In late 2006, she won approval of a bill that allows minor league athletes and professional ice skaters to apply for P-1 immigration visas, making life easier for the many Canadian hockey players who skate for the Lewiston Maineiacs. On other local issues, Collins won protection for financially ailing fishermen under the Bankruptcy Act and sought a National Weather Service office for her hometown of Caribou. In 2007, she pushed a study to find ways to enhance the driver’s license test, so that people crossing the Canadian border could use their licenses in lieu of passports.
In 2001, Collins got a seat on the Armed Services Committee, where she looks after the interests of Bath Iron Works, Maine’s biggest private employer. In 2004, she secured a commitment that at least some work on the first new DD(X) destroyer will be done at Bath. Collins voted for the Iraq war resolution in 2002; in 2007, she opposed a Democratic attempt to set a timetable for withdrawing troops. But she sometimes sided with Democrats in imposing some restraints on the Bush administration. In 2008, with Democrats Ben Nelson of Nebraska and Evan Bayh of Indiana, Collins offered a successful amendment to make Iraq reconstruction funds a loan rather than an outright grant.

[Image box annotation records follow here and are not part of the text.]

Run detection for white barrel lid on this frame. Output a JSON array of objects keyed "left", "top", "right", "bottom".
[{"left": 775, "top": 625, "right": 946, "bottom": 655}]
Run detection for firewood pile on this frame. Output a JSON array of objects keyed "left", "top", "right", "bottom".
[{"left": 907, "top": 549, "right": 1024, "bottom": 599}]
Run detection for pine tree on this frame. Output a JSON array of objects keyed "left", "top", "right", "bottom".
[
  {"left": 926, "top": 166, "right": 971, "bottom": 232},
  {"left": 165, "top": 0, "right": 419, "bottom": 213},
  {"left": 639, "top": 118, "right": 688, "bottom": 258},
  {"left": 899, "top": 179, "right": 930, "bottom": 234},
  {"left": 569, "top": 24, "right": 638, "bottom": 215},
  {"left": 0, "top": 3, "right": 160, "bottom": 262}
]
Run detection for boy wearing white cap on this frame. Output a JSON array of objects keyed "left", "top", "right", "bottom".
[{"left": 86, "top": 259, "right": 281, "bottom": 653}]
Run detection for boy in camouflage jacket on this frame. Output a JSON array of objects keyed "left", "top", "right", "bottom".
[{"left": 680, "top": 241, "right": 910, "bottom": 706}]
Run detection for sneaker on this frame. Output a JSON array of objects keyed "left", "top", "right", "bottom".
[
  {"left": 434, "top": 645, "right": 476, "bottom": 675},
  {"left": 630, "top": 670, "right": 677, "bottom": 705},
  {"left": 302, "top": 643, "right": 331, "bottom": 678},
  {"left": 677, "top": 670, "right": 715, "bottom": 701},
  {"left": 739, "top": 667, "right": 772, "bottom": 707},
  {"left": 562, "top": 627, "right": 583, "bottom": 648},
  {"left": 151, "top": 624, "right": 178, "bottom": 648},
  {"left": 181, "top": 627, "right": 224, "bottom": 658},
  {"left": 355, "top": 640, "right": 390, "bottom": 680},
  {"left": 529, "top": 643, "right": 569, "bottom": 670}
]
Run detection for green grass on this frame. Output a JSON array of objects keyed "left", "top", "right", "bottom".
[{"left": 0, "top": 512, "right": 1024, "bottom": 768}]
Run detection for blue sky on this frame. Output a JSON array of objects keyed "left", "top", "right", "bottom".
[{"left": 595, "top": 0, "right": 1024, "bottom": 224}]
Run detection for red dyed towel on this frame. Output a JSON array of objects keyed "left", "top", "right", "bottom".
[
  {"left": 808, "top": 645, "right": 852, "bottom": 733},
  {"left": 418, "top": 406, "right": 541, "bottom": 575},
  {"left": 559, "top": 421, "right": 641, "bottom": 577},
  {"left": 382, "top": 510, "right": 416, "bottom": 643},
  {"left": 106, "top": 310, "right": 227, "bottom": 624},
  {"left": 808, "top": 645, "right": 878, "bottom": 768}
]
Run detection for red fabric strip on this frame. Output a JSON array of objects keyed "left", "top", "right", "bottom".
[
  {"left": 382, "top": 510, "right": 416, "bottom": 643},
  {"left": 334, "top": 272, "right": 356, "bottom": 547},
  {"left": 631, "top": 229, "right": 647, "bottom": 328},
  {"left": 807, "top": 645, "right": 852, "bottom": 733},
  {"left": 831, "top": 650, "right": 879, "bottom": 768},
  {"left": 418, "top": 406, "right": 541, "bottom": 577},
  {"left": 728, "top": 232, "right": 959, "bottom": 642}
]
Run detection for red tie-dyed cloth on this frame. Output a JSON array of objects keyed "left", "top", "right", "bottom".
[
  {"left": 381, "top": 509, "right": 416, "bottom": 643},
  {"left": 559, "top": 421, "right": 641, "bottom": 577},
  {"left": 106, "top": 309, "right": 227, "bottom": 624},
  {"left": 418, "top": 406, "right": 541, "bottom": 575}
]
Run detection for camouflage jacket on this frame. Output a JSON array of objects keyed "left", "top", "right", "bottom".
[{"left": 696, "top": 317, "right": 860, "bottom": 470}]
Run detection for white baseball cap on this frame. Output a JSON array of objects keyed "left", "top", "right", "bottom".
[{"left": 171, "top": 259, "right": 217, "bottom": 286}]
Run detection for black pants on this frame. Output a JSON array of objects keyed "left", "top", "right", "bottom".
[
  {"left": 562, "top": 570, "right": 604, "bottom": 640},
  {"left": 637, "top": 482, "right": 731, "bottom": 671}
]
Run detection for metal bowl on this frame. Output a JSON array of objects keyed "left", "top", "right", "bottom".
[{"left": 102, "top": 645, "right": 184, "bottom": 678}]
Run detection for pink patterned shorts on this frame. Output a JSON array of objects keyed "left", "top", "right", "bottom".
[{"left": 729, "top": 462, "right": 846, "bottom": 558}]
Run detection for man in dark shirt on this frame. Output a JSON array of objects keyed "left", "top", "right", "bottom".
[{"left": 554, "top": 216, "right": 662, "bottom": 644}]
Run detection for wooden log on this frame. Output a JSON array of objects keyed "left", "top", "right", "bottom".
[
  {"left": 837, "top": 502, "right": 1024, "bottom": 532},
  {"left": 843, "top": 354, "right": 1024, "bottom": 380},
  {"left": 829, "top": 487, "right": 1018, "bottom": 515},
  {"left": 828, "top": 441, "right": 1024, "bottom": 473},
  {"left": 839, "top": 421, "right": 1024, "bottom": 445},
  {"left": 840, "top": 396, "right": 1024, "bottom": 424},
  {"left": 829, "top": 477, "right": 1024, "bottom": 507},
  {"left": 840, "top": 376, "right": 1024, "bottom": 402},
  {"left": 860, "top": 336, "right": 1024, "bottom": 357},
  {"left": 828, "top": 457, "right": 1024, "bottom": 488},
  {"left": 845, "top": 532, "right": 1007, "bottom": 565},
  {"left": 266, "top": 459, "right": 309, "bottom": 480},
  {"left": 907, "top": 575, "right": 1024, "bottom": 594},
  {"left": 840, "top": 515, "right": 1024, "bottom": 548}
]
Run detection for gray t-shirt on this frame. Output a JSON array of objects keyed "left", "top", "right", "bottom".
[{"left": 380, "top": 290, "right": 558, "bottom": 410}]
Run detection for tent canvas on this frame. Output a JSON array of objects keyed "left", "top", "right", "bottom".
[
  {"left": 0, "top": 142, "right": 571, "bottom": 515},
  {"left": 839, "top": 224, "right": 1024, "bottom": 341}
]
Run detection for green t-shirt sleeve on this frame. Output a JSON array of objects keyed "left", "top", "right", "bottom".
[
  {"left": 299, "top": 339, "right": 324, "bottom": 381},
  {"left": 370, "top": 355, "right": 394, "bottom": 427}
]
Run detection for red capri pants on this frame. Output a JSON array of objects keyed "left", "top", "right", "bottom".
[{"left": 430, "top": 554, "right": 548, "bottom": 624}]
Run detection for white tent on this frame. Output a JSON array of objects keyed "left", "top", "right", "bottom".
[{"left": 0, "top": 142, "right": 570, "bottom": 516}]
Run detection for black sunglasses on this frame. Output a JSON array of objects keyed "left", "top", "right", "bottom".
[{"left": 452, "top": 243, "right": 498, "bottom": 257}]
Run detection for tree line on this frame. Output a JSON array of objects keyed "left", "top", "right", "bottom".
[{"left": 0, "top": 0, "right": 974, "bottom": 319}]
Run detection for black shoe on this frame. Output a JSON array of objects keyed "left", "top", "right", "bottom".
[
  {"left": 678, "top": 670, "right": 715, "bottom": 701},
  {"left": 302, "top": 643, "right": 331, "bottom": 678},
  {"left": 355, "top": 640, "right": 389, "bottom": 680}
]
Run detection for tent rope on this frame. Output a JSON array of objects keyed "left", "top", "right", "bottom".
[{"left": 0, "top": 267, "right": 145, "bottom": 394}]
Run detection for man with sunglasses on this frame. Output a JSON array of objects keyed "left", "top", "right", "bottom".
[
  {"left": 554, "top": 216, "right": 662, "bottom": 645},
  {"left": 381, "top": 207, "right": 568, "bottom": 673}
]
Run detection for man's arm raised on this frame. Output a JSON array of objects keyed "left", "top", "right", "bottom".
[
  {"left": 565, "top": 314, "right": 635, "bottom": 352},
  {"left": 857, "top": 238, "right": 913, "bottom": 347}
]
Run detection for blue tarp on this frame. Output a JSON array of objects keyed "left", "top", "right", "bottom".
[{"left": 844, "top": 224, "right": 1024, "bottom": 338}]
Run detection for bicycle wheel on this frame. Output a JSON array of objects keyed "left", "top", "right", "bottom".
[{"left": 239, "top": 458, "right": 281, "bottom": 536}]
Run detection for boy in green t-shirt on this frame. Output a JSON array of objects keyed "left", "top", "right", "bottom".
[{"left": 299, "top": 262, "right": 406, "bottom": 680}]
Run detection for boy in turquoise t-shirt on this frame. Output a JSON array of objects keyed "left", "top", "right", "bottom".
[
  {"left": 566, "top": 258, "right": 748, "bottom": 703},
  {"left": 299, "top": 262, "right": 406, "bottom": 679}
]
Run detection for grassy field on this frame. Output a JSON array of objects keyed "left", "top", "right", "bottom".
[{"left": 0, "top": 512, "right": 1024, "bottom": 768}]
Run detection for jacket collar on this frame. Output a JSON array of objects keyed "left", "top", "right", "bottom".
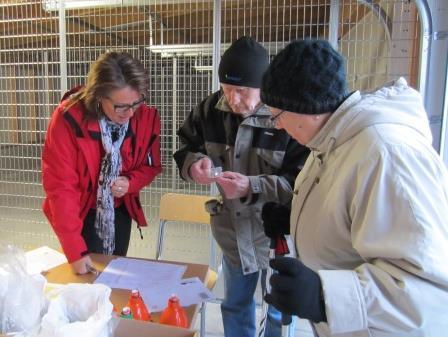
[{"left": 215, "top": 94, "right": 275, "bottom": 128}]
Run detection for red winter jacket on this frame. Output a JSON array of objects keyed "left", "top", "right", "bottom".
[{"left": 42, "top": 92, "right": 162, "bottom": 262}]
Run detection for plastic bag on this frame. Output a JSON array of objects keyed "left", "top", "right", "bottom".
[
  {"left": 38, "top": 284, "right": 119, "bottom": 337},
  {"left": 0, "top": 242, "right": 47, "bottom": 336}
]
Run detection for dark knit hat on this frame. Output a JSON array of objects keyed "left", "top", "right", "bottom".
[
  {"left": 218, "top": 36, "right": 269, "bottom": 88},
  {"left": 260, "top": 39, "right": 347, "bottom": 114}
]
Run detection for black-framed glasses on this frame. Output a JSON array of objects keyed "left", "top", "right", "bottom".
[
  {"left": 270, "top": 110, "right": 286, "bottom": 122},
  {"left": 106, "top": 96, "right": 146, "bottom": 113}
]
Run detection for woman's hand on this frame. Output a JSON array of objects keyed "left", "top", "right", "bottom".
[{"left": 110, "top": 176, "right": 129, "bottom": 198}]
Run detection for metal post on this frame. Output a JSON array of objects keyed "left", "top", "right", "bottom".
[
  {"left": 415, "top": 0, "right": 432, "bottom": 108},
  {"left": 212, "top": 0, "right": 221, "bottom": 92},
  {"left": 328, "top": 0, "right": 339, "bottom": 50}
]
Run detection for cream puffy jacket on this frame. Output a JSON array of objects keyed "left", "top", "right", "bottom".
[{"left": 291, "top": 78, "right": 448, "bottom": 337}]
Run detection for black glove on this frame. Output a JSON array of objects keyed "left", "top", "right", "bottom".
[
  {"left": 261, "top": 201, "right": 291, "bottom": 239},
  {"left": 264, "top": 256, "right": 327, "bottom": 323}
]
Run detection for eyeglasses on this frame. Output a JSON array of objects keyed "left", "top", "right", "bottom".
[
  {"left": 270, "top": 110, "right": 286, "bottom": 122},
  {"left": 105, "top": 96, "right": 146, "bottom": 113}
]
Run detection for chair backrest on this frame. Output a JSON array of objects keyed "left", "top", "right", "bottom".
[{"left": 159, "top": 193, "right": 213, "bottom": 224}]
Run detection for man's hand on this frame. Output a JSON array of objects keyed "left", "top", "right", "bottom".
[
  {"left": 70, "top": 255, "right": 93, "bottom": 274},
  {"left": 216, "top": 171, "right": 250, "bottom": 199},
  {"left": 265, "top": 256, "right": 327, "bottom": 323},
  {"left": 110, "top": 176, "right": 129, "bottom": 198},
  {"left": 261, "top": 201, "right": 291, "bottom": 239},
  {"left": 188, "top": 157, "right": 215, "bottom": 184}
]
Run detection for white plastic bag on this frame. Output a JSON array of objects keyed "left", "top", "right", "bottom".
[
  {"left": 38, "top": 284, "right": 118, "bottom": 337},
  {"left": 0, "top": 242, "right": 47, "bottom": 337}
]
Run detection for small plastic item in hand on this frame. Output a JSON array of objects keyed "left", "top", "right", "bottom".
[{"left": 209, "top": 166, "right": 222, "bottom": 178}]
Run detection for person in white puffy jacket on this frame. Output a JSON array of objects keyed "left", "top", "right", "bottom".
[{"left": 261, "top": 39, "right": 448, "bottom": 337}]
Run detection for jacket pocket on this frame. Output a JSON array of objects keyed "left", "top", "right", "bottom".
[{"left": 255, "top": 148, "right": 285, "bottom": 174}]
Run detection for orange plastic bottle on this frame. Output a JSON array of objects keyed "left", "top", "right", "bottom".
[
  {"left": 128, "top": 289, "right": 151, "bottom": 321},
  {"left": 160, "top": 295, "right": 188, "bottom": 328}
]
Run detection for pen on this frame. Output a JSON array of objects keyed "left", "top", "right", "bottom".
[{"left": 86, "top": 264, "right": 99, "bottom": 276}]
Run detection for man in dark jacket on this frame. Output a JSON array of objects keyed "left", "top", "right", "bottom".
[{"left": 174, "top": 37, "right": 308, "bottom": 337}]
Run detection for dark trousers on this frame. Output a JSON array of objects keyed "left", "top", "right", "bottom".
[{"left": 81, "top": 204, "right": 132, "bottom": 256}]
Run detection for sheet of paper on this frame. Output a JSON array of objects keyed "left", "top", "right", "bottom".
[
  {"left": 176, "top": 277, "right": 216, "bottom": 306},
  {"left": 95, "top": 258, "right": 187, "bottom": 290},
  {"left": 128, "top": 277, "right": 215, "bottom": 312},
  {"left": 25, "top": 246, "right": 67, "bottom": 275},
  {"left": 95, "top": 258, "right": 214, "bottom": 312}
]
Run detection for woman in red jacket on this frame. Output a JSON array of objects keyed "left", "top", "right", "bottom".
[{"left": 42, "top": 52, "right": 161, "bottom": 274}]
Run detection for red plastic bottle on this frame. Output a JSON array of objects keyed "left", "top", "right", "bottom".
[
  {"left": 160, "top": 295, "right": 188, "bottom": 328},
  {"left": 128, "top": 289, "right": 151, "bottom": 321}
]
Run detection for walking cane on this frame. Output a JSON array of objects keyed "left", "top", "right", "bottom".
[{"left": 258, "top": 234, "right": 292, "bottom": 337}]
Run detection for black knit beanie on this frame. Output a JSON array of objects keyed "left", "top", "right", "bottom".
[
  {"left": 218, "top": 36, "right": 269, "bottom": 88},
  {"left": 260, "top": 39, "right": 347, "bottom": 114}
]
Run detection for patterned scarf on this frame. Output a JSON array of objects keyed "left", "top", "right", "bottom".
[{"left": 95, "top": 117, "right": 129, "bottom": 255}]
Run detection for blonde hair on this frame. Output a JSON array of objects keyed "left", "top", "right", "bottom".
[{"left": 67, "top": 52, "right": 149, "bottom": 119}]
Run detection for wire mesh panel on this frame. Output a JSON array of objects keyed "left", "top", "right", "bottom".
[{"left": 0, "top": 0, "right": 420, "bottom": 262}]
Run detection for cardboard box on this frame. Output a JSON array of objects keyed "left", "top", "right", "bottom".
[{"left": 114, "top": 319, "right": 196, "bottom": 337}]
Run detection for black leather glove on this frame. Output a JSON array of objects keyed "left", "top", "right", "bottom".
[
  {"left": 261, "top": 201, "right": 291, "bottom": 239},
  {"left": 264, "top": 256, "right": 327, "bottom": 323}
]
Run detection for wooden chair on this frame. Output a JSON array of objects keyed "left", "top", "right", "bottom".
[{"left": 156, "top": 193, "right": 220, "bottom": 337}]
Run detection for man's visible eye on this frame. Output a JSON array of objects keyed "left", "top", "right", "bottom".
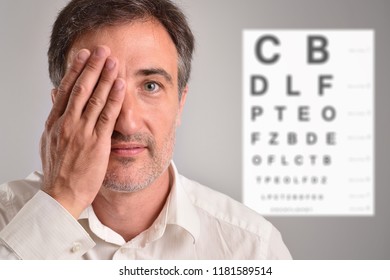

When Collins came up for re-election in 2002, national Democrats were optimistic about their chances. Their candidate, former state Senate Majority Leader Chellie Pingree, was energetic and politically creative, and was the chief sponsor of the state law allowing government negotiations with pharmaceutical companies as a way of lowering prescription drug costs. Eventually, both candidates spent more than $2 million. Not widely known in the state, Pingree ran a series of ads in 2001—positive spots on herself and tough attacks on Collins. The U.S. Senate debate over prescription drugs in July of that year helped Collins: She could say that her amendment to make prescription drugs less expensive had passed the Senate by a wide margin and that she had voted for a couple of different prescription drug benefit programs. Pingree’s ads insisted that Collins was “siding with the big drug companies.” But Collins won by a solid 58%-42%.
In Collins’s 2008 re-election bid, groups opposed to the Iraq war ran television ads targeting her, and Democratic Rep. Tom Allen announced he would challenge her with the war as a central issue in his campaign. Allen tried to tie Collins to Bush administration policies at a time when the president’s popularity had sunk to historic lows. She fought back by highlighting her independence on such issues as oil drilling in the Arctic National Wildlife Refuge, which she opposed. Collins also ran ads touting her work getting emergency equipment for the Monmouth Fire Department and P-1 visas for the Lewiston Maineiacs. The war became a less salient issue as the success of the administration’s troop “surge” strategy became evident. Collins maintained double-digit leads in the polls throughout the campaign. The two candidates appeared in 10 debates and spent more than $14 million. Collins won 61%-39%, and even achieved what she described as “my political dream” of carrying heavily Democratic Lewiston, as well as all 16 counties.